Soooo…knowing about the origins of this word, do you still want to  use it to describe human beings? As an insult? I thought not. Every time people use words like “moron,” “idiot,” “imbecile,” and “feebleminded,” they are hearkening back to an alarmingly recent time in which people were diagnostically labeled with these terms, and that labeling was used to justify heinous abuses. That may not be the case anymore, but the legacy lingers, and so do the social attitudes which supported the belief that people with disabilities were not fit for society.

“Moron” is most definitely ableist, not only because of its history in a diagnostic context, but because of the implications it carries about valuing certain brains over others. This, again, is a word which is tricky to eradicate from one’s word usage because of the ways in which it is used. People use “moron” because they want to insult someone’s intelligence. To stop using this word, you first have to rethink the way you think about “intelligence,” and think about what you actually want to say when you use this word.


  1. I like these posts about intelligence – instead of calling somebody “stupid” or an “idiot” – I prefer, “You don’t know what you’re talking about.”* Because that is the issue, nah?

    The person doesn’t have the information, or is not recalling it “correctly”.

    *But that uses “know” – so maybe, “I don’t think you have all the information.”, “I see it differently because of…” or (as with my sister) “What the expletive are you talking about?”

    And I can’t help it, I gotta say it, What a [redacted per comments policy]. (Oh man, no carrots.) (I have a serious case of the sillies today.)

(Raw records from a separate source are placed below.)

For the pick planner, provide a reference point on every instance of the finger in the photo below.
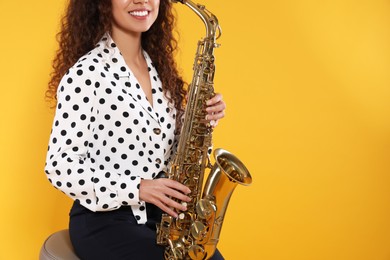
(217, 98)
(216, 107)
(173, 204)
(176, 185)
(216, 116)
(177, 195)
(167, 209)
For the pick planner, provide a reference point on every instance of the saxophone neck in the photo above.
(213, 30)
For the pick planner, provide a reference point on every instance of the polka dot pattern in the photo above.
(106, 136)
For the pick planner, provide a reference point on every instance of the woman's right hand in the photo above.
(160, 193)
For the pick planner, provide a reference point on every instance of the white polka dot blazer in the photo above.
(106, 136)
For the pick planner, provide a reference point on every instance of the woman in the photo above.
(119, 101)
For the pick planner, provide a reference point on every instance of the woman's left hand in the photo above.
(215, 109)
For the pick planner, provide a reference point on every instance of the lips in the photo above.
(139, 13)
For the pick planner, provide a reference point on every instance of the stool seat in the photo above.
(58, 247)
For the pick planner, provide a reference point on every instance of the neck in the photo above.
(129, 44)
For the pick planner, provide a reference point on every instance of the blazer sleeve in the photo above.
(70, 165)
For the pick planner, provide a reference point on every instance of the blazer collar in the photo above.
(115, 65)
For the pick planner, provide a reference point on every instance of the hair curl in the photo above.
(85, 22)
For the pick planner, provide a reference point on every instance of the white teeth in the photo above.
(139, 13)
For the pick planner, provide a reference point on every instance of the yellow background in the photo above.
(307, 85)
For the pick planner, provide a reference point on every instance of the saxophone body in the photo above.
(195, 233)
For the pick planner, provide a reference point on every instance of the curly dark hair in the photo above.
(85, 22)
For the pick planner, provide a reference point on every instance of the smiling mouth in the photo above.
(139, 13)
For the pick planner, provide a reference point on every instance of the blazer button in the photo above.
(157, 131)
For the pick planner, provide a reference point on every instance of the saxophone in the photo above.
(194, 234)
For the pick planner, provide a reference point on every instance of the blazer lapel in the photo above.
(116, 66)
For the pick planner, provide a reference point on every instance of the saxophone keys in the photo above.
(198, 230)
(205, 209)
(196, 252)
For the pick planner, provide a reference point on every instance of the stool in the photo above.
(58, 247)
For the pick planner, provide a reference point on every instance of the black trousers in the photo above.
(115, 235)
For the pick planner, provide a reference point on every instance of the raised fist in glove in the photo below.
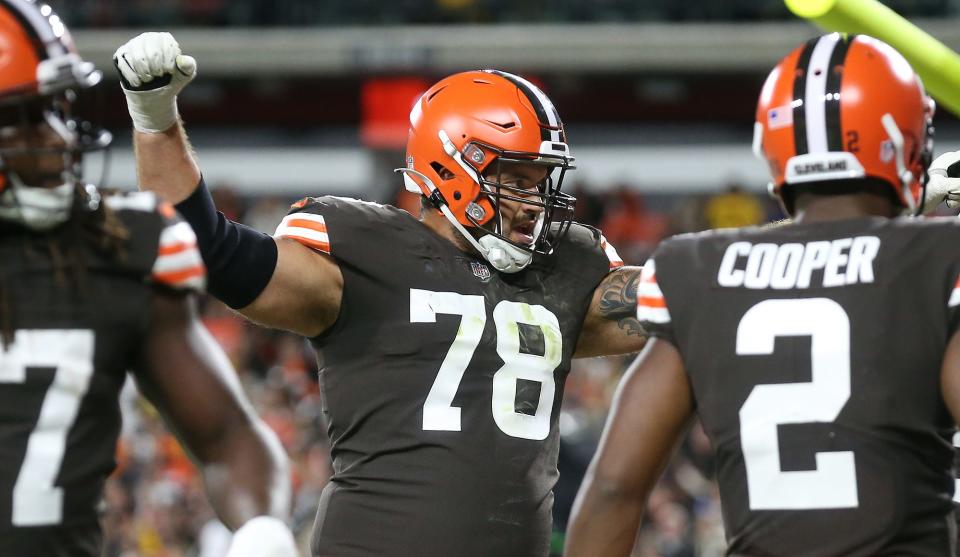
(152, 72)
(943, 182)
(264, 536)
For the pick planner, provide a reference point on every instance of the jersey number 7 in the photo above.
(36, 501)
(439, 414)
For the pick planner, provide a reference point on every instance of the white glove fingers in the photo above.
(171, 51)
(186, 65)
(138, 56)
(126, 68)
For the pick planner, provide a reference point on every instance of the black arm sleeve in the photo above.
(240, 260)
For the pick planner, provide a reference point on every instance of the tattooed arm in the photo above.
(611, 325)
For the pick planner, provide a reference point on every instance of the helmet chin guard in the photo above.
(502, 255)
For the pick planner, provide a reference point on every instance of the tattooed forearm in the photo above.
(618, 299)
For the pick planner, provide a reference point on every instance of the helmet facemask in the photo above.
(556, 208)
(41, 154)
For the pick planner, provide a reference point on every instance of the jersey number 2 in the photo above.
(833, 484)
(36, 501)
(439, 414)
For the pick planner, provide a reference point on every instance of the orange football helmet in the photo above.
(40, 71)
(844, 108)
(461, 129)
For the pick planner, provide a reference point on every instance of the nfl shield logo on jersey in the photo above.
(480, 270)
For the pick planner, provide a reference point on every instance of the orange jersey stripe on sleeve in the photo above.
(307, 228)
(181, 277)
(652, 302)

  2. This has been a troubling issue to me ever since I became aware of this community, and also in reference to my own personal experience—I’m an Aspie who was diagnosed this past March, and realizing that I’m out of the norm when it comes to mental configuration has made me far more sensitive to words that could be construed as offensive. The thing is, I’m also a linguistic major (read: massive word nerd) who finds it very hard to start phasing out words from her vocabulary! So I’ve been wondering for days about what a good and non-offensive insult could be to be leveled at those who deserve it—you see, I’d never insult anyone with a developmental disability, the people whom I’ve called some of the words you’ve mentioned about are by and large the willfully ignorant and deliberately closed-minded, who never fail to drive me up a wall. The best I could come up with was “asinine”—I don’t think any donkeys would object!

  3. I find, Cat, that the more detailed a description is in particulars the better it gets across. Calling someone willfully ignorant and deliberately close-minded works just fine (and to me, is more emotionally satisfying than staying with the shorter words like asinine. Since you also like words working for a more detailed description would probably help with the phasing out, instead of just trying to replace the problem words.

  4. That’s a very good point, A.W.. (Oh dear, I never know whether to put that extra period—how on earth do I signify the end of a sentence without making it look like an ellipsis?) Normally I do go into greater detail, and the fact that I felt the need to have a more “stinging” insult is kind of a sad commentary on society that people often feel the need for such things in order to feel that their point has gotten across…*exasperated sigh*

    May I recommend “special” for the next Ableist Word Profile? A dear NT friend of mine is a major ally of mine and of AS issues in general, yet she still uses it as an insult, which drives me up the wall. Also, this isn’t strictly an Ableist Word Profile issue, but it would be excellent if FWD/Forward could at some point do an article about the evils of able-bodied/minded people feeling the need to “go easy” on disabled people of any stripe in criticism/competition/whatever since the “normal” people assume that the disabled could in no way, shape or form be their equal in anything—I HATE THAT and I assume many, many other people, disabled or not, feel that way as well.

  5. This one is always sobering for me, as my brother would have been officially diagnosed as a “moron” had he been born a few decades earlier.